Hier j'etais forte, aujourd'hui je suis seule. Quitter une souffrance pour être bouffée d'un autre sentiment. Oublier la peine passé, connaître un nouveau malaise. La perte causée par une idiotie. Je n'ai pas su. Si j'avais pu... Faire un choix. Des concessions. Et savoir qu'à cet instant précis, tout va s'écrouler. Je déteste la solitude, la préfère parfois. "Certaines "choses" naissent sans qu'on s'en rende compte. Puis on les apprend. On vis avec, et un jour, sans qu'on s'y attende, elles prennent de l'importance. Si tu regrettes d'être entré dans ma vie, moi je ne regrette pas de t'avoir connu." Il s'agit seulement de ça. Mais je suis trop faible pour supporter certaines épreuves. Je suis désolée. Il en est ainsi. Oublie-moi. Cela vaut mieux. Tu n'auras pas de mal... Ne te retourne pas. Je serai toujours derrière toi. Si tu trébuches, je te relèverai, indirectement, j'agirai... Je pense avoir fait le bon choix... Partir. Oui... Quitte à souffrir, je préfère ça, plutôt que te mentir. Et tu sais, jamais je ne t'oublierais. Petit à petit, je tombe, et mon coeur s'effondre. Fin*.

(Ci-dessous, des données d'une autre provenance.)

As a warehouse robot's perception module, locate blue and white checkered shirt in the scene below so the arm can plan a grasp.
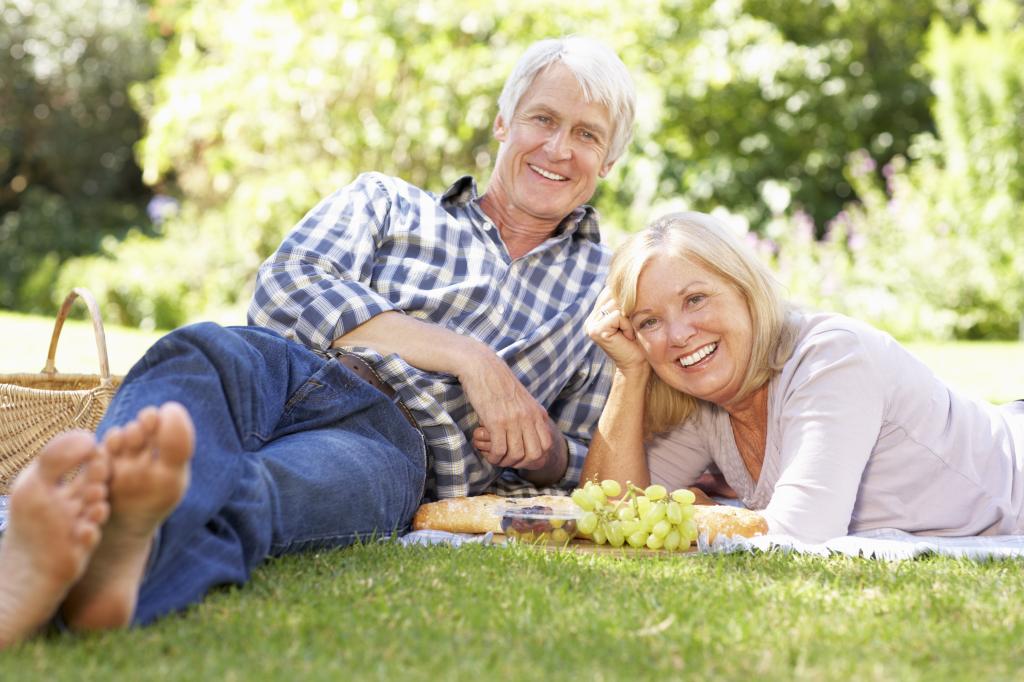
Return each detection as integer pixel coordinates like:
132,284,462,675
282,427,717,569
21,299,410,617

Rester de marbre, rester de glace. Je ne l'ai pas quittée des yeux. Cette étoile. Et ce soir là, je pense, j'aurais pu geler sur place, m'assomer avec le coin d'une fenetre, la douleur aurait été moindre, comparée à celle qui me rongeait de mes choix. Outre la beauté de ces instants, d'elle émanait une chaleur presque insupportable. Une fièvre blanche. M'accapare cette impression d'avoir fait une erreur, mais revenir serait tout aussi douloureux. Je me suis moi-même imposée ce dilemme, et des difficultés auxquelles je n'ai pas su faire face. Entre quatres murs, dans une prison de verre, semblable à mon coeur, fissuré, je ne saurais la briser. Et certaines 'choses' blessent, pendant que d'autres se meurent d'elles-même. J'ai préféré sombrer dans la démence, plutôt qu'endurer son absence. Pardonne-moi.
Chaque pensée me perd. Chaque soupir m'arrache l'interieur. Il n'existe aucun remède, aucun antidote. Et je n'en veux pas. Je n'suis pas victime. Je suis seule coupable. Egoïste. Que me reste-t-il? Le temps seulement. Compter sur mes doigts les jours restants. Conter quelques fois, les malheurs, le coeur batant. Oui, mais le coeur d'un(e) autre, pas le mien. Si le mien venait à battre, il se déchirerai. Combien de temps me reste-t-il, avant d'oublier tout le mal que j'ai fait? Culpabilité. Tout ça n'est qu'un mauvais rêve, duquel je me reveillerai, certainement apaisée. Si seul'ment c'etait le cas, je n'serais pas là, à m'en mordre les doigts. Me ronger les os, jusqu'à me consummer.
"_C'est laquelle? _ Celle ci*. _ Ah, tu crois? _ Non, je sais."